Welcome to Tesla Motors Club
Discuss Tesla's Model S, Model 3, Model X, Model Y, Cybertruck, Roadster and More.
Register

Tesla AI Day - 2021

This site may earn commission on affiliate links.
I wonder if part of the reason why Autopilot has performed worse in poor weather is because of the windshield wiper blocking the view intermittently. Sure, in this case there was snow as well, but having a quarter of the view blocked didn't help either:

windshield wiper.jpg


Hopefully vision-only will go fleet-wide before the next winter for us. In the past, Autopilot would suddenly cancel out because radar thought it was blocked even when it wasn't actively snowing.
 
Another question I had that maybe you all can help me understand. They spent a lot of time talking about the simulations and how they are putting lots of effort into making it photo realistic (ray tracing etc.). Is that because the way they train with it is basically to feed it in to the NN letting the cameras watch the simulator?
 
Another question I had that maybe you all can help me understand. They spent a lot of time talking about the simulations and how they are putting lots of effort into making it photo realistic (ray tracing etc.). Is that because the way they train with it is basically to feed it in to the NN letting the cameras watch the simulator?
I'm sure others will give you a far more detailed answer, but what i heard was they would always use real life first, but on certain occasions they would enhance real life with the simulation information into the NN.
 
Another question I had that maybe you all can help me understand. They spent a lot of time talking about the simulations and how they are putting lots of effort into making it photo realistic (ray tracing etc.). Is that because the way they train with it is basically to feed it in to the NN letting the cameras watch the simulator?

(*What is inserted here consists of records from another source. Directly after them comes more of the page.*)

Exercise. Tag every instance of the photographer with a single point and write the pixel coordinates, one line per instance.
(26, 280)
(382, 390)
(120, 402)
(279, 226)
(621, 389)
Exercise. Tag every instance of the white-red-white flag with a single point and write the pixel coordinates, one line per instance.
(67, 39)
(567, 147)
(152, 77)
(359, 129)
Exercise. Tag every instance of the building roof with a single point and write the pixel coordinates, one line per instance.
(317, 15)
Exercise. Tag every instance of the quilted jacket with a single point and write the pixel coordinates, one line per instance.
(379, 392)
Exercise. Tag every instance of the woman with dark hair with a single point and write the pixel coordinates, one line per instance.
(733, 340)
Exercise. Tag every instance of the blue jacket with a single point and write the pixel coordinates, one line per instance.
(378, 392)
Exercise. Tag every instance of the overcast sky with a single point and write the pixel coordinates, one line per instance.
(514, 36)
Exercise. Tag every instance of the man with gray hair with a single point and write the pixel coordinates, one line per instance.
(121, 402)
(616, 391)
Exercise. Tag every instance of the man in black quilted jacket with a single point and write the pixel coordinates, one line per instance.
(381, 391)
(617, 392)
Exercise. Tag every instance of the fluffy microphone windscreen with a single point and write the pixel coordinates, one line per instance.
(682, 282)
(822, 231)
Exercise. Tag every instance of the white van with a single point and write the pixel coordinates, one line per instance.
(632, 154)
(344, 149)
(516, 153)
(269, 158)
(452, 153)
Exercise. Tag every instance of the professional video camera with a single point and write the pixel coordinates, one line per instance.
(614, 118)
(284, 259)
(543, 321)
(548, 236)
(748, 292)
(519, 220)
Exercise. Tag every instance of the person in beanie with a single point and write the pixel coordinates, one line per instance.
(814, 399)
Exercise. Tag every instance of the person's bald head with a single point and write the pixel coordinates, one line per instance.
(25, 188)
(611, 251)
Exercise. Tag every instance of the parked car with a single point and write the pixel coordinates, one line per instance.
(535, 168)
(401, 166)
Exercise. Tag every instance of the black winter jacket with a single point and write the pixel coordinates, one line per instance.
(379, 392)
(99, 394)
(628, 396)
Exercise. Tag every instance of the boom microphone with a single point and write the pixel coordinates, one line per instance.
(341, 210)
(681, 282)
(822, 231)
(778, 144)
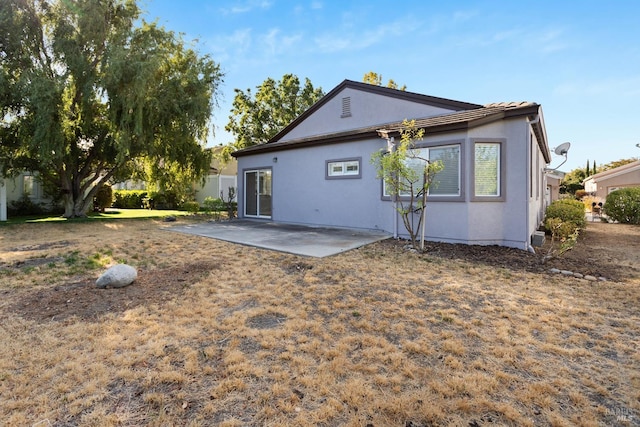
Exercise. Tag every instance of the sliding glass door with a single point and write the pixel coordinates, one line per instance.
(257, 193)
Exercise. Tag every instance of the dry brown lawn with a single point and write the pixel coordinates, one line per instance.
(214, 333)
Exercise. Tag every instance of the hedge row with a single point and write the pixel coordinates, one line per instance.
(623, 205)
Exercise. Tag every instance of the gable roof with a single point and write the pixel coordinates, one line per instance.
(462, 120)
(611, 173)
(466, 116)
(433, 101)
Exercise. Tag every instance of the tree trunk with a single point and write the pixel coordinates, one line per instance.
(77, 208)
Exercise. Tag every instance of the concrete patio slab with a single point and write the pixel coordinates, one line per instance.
(291, 238)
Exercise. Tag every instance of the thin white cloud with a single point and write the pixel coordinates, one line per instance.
(229, 46)
(552, 41)
(275, 43)
(345, 38)
(628, 87)
(246, 7)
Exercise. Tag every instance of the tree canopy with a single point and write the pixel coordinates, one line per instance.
(90, 92)
(257, 118)
(376, 79)
(407, 177)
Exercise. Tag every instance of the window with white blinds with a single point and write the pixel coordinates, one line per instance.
(487, 169)
(447, 181)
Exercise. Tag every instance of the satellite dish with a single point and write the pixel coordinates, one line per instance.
(562, 149)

Yes, I think so. And you want the car to perform the same in the simulation as it would in the same scenario in the real world. Otherwise, you can't use the simulation to know how it would actually perform in the real world. So you want the visual input to be as close to the real world as possible so that your perception will respond the same as in the real world. Hope that makes sense.
 
  • Like
Reactions: Big Earl
Yes, I think so. And you want the car to perform the same in the simulation as it would in the same scenario in the real world. Otherwise, you can't use the simulation to know how it would actually perform in the real world. So you want the visual input to be as close to the real world as possible so that your perception will respond the same as in the real world. Hope that makes sense.
Thanks. I guess I figured there would be a more direct way to connect the Sim into the NN instead of going through the whole visualization stack but maybe exercising the whole pipeline top to bottom is best.
 
Last edited:
  • Like
Reactions: diplomat33
Thanks. I guess I figured there would be a more direct way to connect the Sim into the NN instead of going through the whole visualization stack but maybe exercising the whole pipeline top to bottom is best.

Yes it is indeed the best and only way to do it right. They could indeed bypass the initial perception layers since they know what is being shown (since they generated it), but that could cause unknown problems. To a large degree neural nets are black boxes, so if you shortcut things, you literally don't know what real world effect it is going to have.

And they don't just generate pristine video either. They use a special neural network to add real world noise to the video. Just like a real car bounces around a bit and you get dust on the windshield, etc., they want to incorporate that into the video stream of any simulation. So the simulation video stream will be as noisy and imperfect as a real world video stream.
 
  • Like
Reactions: T@oo and Ruffles
I'm certain that the 8 cameras were placed there as a best guess at the time as to what might be needed. They did give Tesla 360 coverage with some overlap. However as the system has evolved they turn out to have large blind spots depending on the position of occluding objects. Also there are blind spots close to the car at low heights. This hampers FSD as well as birds eye view and self-parking.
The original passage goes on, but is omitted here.